I just tried deploying 2 models on 2 nodes. Then I did load testing on both models at the same time.
I noticed that individually one of the models was giving about 178 RPS. But when I test both models at the same time, the RPS drops down.
model1.py
from io import BytesIO
import numpy as np
import ray
import torch
from fastapi import FastAPI
from fastapi.responses import Response
from PIL import Image
from ray import serve
from ray.runtime_env import RuntimeEnv
from ray.serve.handle import DeploymentHandle
app = FastAPI()
@serve.deployment(num_replicas=1)
@serve.ingress(app)
class APIIngressOD:
def __init__(self, object_detection_handle) -> None:
self.handle: DeploymentHandle = object_detection_handle.options(
use_new_handle_api=True,
)
@app.get(
"/",
responses={200: {"content": {"image/jpeg": {}}}},
response_class=Response,
)
async def detect(self, image_url: str):
image = await self.handle.detect.remote(image_url)
file_stream = BytesIO()
image.save(file_stream, "jpeg")
return Response(content=file_stream.getvalue(), media_type="image/jpeg")
@serve.deployment(
ray_actor_options={"num_gpus": 0.25},
autoscaling_config={"min_replicas": 2, "max_replicas": 4, "downscale_delay_s": 60},
)
class ObjectDetection:
def __init__(self):
self.model = torch.hub.load("ultralytics/yolov5", "yolov5s")
self.model.cuda()
@serve.batch(max_batch_size=3, batch_wait_timeout_s=0.1)

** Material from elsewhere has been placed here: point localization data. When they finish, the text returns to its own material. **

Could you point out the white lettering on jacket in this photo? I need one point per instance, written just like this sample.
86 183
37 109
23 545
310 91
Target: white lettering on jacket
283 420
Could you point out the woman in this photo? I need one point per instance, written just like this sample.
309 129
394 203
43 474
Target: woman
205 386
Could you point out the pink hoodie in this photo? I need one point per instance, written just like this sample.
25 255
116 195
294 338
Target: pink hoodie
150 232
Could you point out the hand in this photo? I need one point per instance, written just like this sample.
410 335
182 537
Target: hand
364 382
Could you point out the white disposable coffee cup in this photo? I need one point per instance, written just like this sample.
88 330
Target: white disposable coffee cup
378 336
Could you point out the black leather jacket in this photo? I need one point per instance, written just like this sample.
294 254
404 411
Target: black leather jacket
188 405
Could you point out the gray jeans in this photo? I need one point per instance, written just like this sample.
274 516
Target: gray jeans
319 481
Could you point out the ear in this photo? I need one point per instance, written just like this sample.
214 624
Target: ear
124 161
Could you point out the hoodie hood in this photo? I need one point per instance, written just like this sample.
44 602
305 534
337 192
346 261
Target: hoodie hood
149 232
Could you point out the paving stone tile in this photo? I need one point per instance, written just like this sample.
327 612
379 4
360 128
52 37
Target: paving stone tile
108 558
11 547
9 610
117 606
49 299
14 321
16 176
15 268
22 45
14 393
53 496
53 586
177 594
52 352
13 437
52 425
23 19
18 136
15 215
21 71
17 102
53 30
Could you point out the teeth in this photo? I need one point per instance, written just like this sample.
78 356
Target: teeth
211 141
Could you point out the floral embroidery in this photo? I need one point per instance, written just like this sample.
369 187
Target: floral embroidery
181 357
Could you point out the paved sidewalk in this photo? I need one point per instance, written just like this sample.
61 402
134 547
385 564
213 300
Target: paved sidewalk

def _infer_batch(self, requests):
pass
def detect(self, image_url: str):
result_im = self.model(image_url)
return Image.fromarray(result_im.render()[0].astype(np.uint8))
app = APIIngressOD.bind(ObjectDetection.bind())
serve.run(app, name="object_detection", route_prefix="/detect")
model2.py
import ray
import torch
from fastapi import FastAPI
from ray import serve
from ray.runtime_env import RuntimeEnv
from ray.serve.handle import DeploymentHandle
from transformers import pipeline
app = FastAPI()
@serve.deployment(num_replicas=1)
@serve.ingress(app)
class APIIngress:
def __init__(self, distilbert_model_handle) -> None:
self.handle: DeploymentHandle = distilbert_model_handle.options(
use_new_handle_api=True,
)
@app.get("/")
async def classify(self, sentence: str):
return await self.handle.classify.remote(sentence)
@serve.deployment(
ray_actor_options={"num_gpus": 0.70},
autoscaling_config={"min_replicas": 1, "max_replicas": 2},
)
class DistilBertModel:
def __init__(self):
self.classifier = pipeline(
"sentiment-analysis",
model="distilbert-base-uncased",
framework="pt",
device=torch.device("cuda:0"),
)
def classify(self, sentence: str):
return self.classifier(sentence)
app = APIIngress.bind(DistilBertModel.bind())
serve.run(app, name="classification", route_prefix="/classify")
load_test.py
from locust import HttpUser, task
class WebsiteUser(HttpUser):
@task
def detect(self):
image_url = "https://ultralytics.com/images/zidane.jpg"
self.client.get(f"http://127.0.0.1:8000/detect?image_url={image_url}")
@task
def classify(self):
prompt = "This was a masterpiece. Not completely faithful to the books, but enthralling from beginning to end. Might be my favorite of the three."
input = "%20".join(prompt.split(" "))
self.client.get(f"http://127.0.0.1:8000/classify?sentence={input}")
Running the test #1
RAY_ADDRESS='http://127.0.0.1:8265' ray job submit --working-dir . -- python model1.py
RAY_ADDRESS='http://127.0.0.1:8265' ray job submit --working-dir . -- python model2.py
python -m locust -f load_test.py
Running the test #2
Same settings
Can you tell me if it is possible to increase the number of workers for the controller or proxy service? Or how to solve this problem?